Tiongkok Bakal Ubah Gurun Pasir Jadi Lahan Pangan Terbesar di Dunia
Foto: Sumber: BPS – Litbang KJ/and - KJ/ONESJAKARTA - Pemerintah Tiongkok sangat gencar mengonversi tanah gersang menjadi lahan-lahan pertanian. Hal itu untuk meningkatkan produktivitas penduduknya yang saat ini tercatat yang terbesar di dunia.
Jika dibandingkan dengan Amerika Serikat (AS) yang hanya memiliki 12 persen lahan subur, saat ini Tiongkok adalah penghasil agrikultur terbesar di dunia. Seluruh lahan yang tersedia ditanami secara intensif, dan pemerintah berinvestasi besar-besaran untuk meningkatkan produksi dan mengonversi lahan menjadi area tanam.

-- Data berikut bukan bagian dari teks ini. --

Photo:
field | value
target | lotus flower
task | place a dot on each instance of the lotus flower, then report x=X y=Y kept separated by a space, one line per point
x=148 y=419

Sangat mengagumkan, negara besar seperti ini dikelola untuk menjadi penghasil suplai makanan. Seperti yang tampak pada wilayah Shenyang, hampir seluruhnya adalah gurun gersang. Berkat teknologi dan upaya pengairan, masyarakat dapat menanam sayuran dan buah-buahan tanpa bergantung pada hujan.
Sebagai hasilnya, antara lain bawang, semangka, melon, tomat, dan berbagai jenis produk lainnya yang membanjiri pasar internasional, dan rasanya dapat disetarakan dengan produk dari Italia.
Mengingat arti penting lahan pertanian, gurun pasir dan perluasannya menjadi masalah dan isu lingkungan di Tiongkok. Tanah berpasir yang saat ini mencakup 27 persen wilayah negara, terus berkembang meluas dengan cepat. Pada 2006, telah tumbuh menjadi 1.000 mil persegi per tahun, dari 600 mil persegi pertahun.
Musuh paling berbahaya Tiongkok adalah Gurun Gobi, yang berkembang 300 mil persegi melintasi Tiongkok dan Mongolia. Kawasan ini adalah gurun pasir paling kering di bumi. Pasir dan debu secara rutin beterbangan di permukiman penduduk, menutupi jalan raya dan jalur kereta api. Ratusan ton pasir menjadi polusi bagi Tiongkok.
"Tembok Raksasa Hijau"
Penelitian menyebutkan, badai pasir telah menimbulkan kerugian miliaran dollar bagi ekonomi negara ini. Hingga akhirnya pemerintah memutuskan untuk membangun "Tembok Raksasa Hijau".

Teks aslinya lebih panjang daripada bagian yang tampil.